New Mechanism of Action Identified for PARP Inhibitors
(HealthDay News) – PARP inhibitors trap PARP enzymes at damaged DNA, inducing cytotoxic complexes, according to a study published in the Nov. 1 issue of Cancer Research.
Noting that PARP inhibitors are thought to mediate their antitumor effects by catalytic activation that blocks repair of DNA single strand breaks, Junko Murai, MD, PhD, from the National Institutes of Health in Bethesda, MD, and colleagues examined their mechanism of action in cancer cells.

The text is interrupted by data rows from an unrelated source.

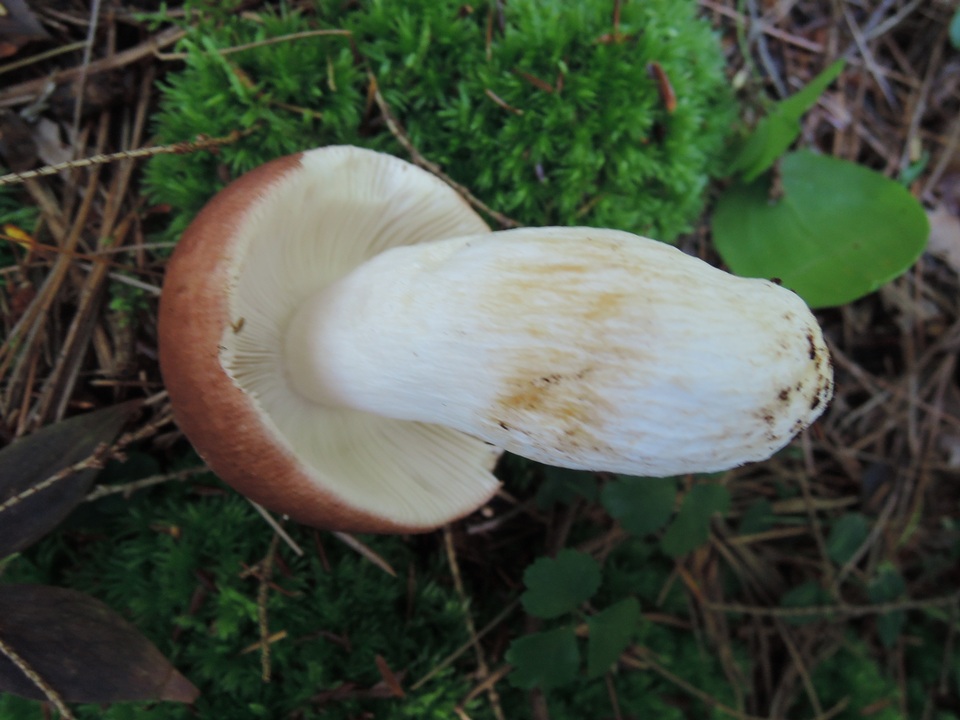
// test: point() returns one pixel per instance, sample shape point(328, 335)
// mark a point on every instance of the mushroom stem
point(579, 347)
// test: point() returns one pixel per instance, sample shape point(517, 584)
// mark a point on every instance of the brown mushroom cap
point(318, 214)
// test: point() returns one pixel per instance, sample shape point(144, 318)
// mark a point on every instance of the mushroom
point(345, 341)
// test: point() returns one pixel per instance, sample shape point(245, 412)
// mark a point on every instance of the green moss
point(544, 119)
point(173, 563)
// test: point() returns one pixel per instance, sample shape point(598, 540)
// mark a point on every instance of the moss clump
point(545, 113)
point(177, 565)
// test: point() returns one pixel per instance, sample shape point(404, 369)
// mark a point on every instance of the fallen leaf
point(82, 649)
point(30, 504)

The researchers found that PARP inhibitors trapped PARP1 and PARP2 enzymes at damaged DNA. The resulting PARP-DNA complexes were more cytotoxic than single strand breaks that were unrepaired by inactivation of PARP. The potency in trapping PARP differed substantially among inhibitors with niraparib (MK-4827)>olaparib (AZD-2281)>>veliparib (ABT-888). This pattern did not relate to the known catalytic inhibitory properties of these drugs. Analysis of 30 genetically altered avian DT40 cell lines with pre-established deletions in specific DNA repair genes showed that repair of trapped PARP-DNA complexes required homologous recombination, post-replication repair, the Fanconi anemia pathway, polymerase β, and FEN1.
"In summary, this is the first report showing the toxic PARP-DNA complex by PARP inhibitors, and the greatly different potency to poison PARP among clinical PARP inhibitors irrespective of the potency to inhibit PARP catalytic activity," the authors write. "It also reveals new genetic repair pathways that are critical for the repair of PARP-DNA complexes, and potential synthetic lethality, which can be exploited for additional clinical use of PARP inhibitors."